ティラナは四輪より二本の足のほうが向いている街のひとつです。レンタル仲介の立場でこう言うと売り方を間違えているように聞こえますが、計算してみると話は変わります。ホテル前に置いた車は1日€5〜15、屋根付き夜間駐車に€5、加えてラッシュ時には1キロ先のカフェまで30分かかる神経戦。賢い選び方は、ティラナのレンタカーを到着日ではなく、街を出る日に予約する形です。
徒歩で実際に届く範囲
歴史的中心部は小さくまとまっています。スカンデルベグ広場、メインのブルバード、ピラミッド、エトヘム・ベイ・モスク、Bunk'Artの旧防空壕、夕食のBllokuまで、すべて徒歩25分以内に収まります。広場自体は2017年から歩行者専用で、いまだに古い地図アプリは旧経路で案内しがちです。徒歩圏外はBoltで、4ユーロほどの運賃で市内の大半を網羅し、空港バスLUNA Expressは24時間体制でスカンデルベグまで400レクで運行します。
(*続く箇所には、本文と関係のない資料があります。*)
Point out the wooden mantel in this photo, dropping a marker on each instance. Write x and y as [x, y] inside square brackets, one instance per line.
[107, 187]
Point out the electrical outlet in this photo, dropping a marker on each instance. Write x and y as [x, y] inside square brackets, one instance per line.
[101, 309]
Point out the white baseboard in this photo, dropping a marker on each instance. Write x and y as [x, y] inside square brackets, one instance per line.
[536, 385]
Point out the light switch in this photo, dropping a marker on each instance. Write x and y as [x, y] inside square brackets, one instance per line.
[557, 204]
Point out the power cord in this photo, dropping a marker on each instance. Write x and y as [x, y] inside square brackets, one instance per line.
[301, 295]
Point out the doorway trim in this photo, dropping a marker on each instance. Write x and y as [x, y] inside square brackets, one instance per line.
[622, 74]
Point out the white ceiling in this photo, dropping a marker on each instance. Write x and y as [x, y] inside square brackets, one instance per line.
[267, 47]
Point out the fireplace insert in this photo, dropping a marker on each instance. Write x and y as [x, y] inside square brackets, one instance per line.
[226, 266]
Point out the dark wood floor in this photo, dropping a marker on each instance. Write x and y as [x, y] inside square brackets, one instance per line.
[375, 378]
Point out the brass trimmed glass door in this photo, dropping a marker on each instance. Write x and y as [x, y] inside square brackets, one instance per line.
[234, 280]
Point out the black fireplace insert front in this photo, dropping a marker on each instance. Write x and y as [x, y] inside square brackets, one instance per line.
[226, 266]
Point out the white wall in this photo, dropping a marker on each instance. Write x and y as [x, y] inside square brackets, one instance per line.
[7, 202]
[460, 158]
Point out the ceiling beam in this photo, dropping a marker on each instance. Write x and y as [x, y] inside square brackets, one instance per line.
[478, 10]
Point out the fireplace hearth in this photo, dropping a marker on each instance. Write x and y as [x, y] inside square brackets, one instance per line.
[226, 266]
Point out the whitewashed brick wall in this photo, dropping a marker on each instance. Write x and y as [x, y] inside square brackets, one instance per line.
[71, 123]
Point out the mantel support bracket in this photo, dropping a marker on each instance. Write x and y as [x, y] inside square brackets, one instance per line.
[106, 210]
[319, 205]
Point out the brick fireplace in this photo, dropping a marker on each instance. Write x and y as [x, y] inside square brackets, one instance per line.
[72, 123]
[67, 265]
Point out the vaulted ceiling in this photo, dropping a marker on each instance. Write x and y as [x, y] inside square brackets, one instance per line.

3日間の散策とBoltで交通費は€20〜30。同じ3日を中心部のレンタル+ガレージにすると€40〜60で、これは駐車違反の可能性を含む前の数字です。
車が真価を発揮するとき
ティラナを離れてBerat、Sarandë、リヴィエラへ向かう日です。その瞬間、車は重荷から魔法のじゅうたんに変わります。Beratまで南へ90分、Krujëまで北へ1時間、DurrësのビーチはアウトストラーダAK1で40分、リヴィエラは4〜7日かけて好きな速度で広がります。バスの時刻表ではこの組み立てはできません。
昨年5月、東京から訪れたご家族は3日間徒歩でティラナを楽しんだあと、4日目の朝9時にホテル前でSUVを受け取りました。お昼にはBeratの川沿いで食事をしていたそうです。レンタル料金は本当に必要になった瞬間から始まりました。
タイミングの取り方は2通り
ホテル配車。 TakeCarsの提携先の多くは、ティラナ中心部のホテルまで車を無料または少額で届けてくれます。出発の朝に伝えると、鍵の受け渡しは10分で済みます。
TIA受け取り。 LUNAバスかBoltで空港へ戻り(ラッシュ外で20〜30分、ラッシュ内なら40分超)、カウンターで手続きを済ませ、そのまま高速道路へ入る形です。ティラナから帰国便を取る場合はこちらが安く、市内返却ループを完全に省けます。
ラッシュアワーは現実的な要素
フライトと受け取り時間はラッシュを避けて組むのが安全です。朝7:30〜9:30、夕方16:00〜18:00は、TIAへ向かうSH60、外環、Bllokuの周縁すべてが駐車場と化します。9:45の受け取りは、9:15の受け取りから30分の苛立ちを引いた形と考えてください。
まとめ
到着したらティラナは徒歩で味わい、夜はBolt、Bllokuの夕食も駐車を気にせずに楽しむ。車は南へ向かう朝に受け取り、レンタル料金のメーターをロードトリップの開始と同時に動かし始めるのが正解です。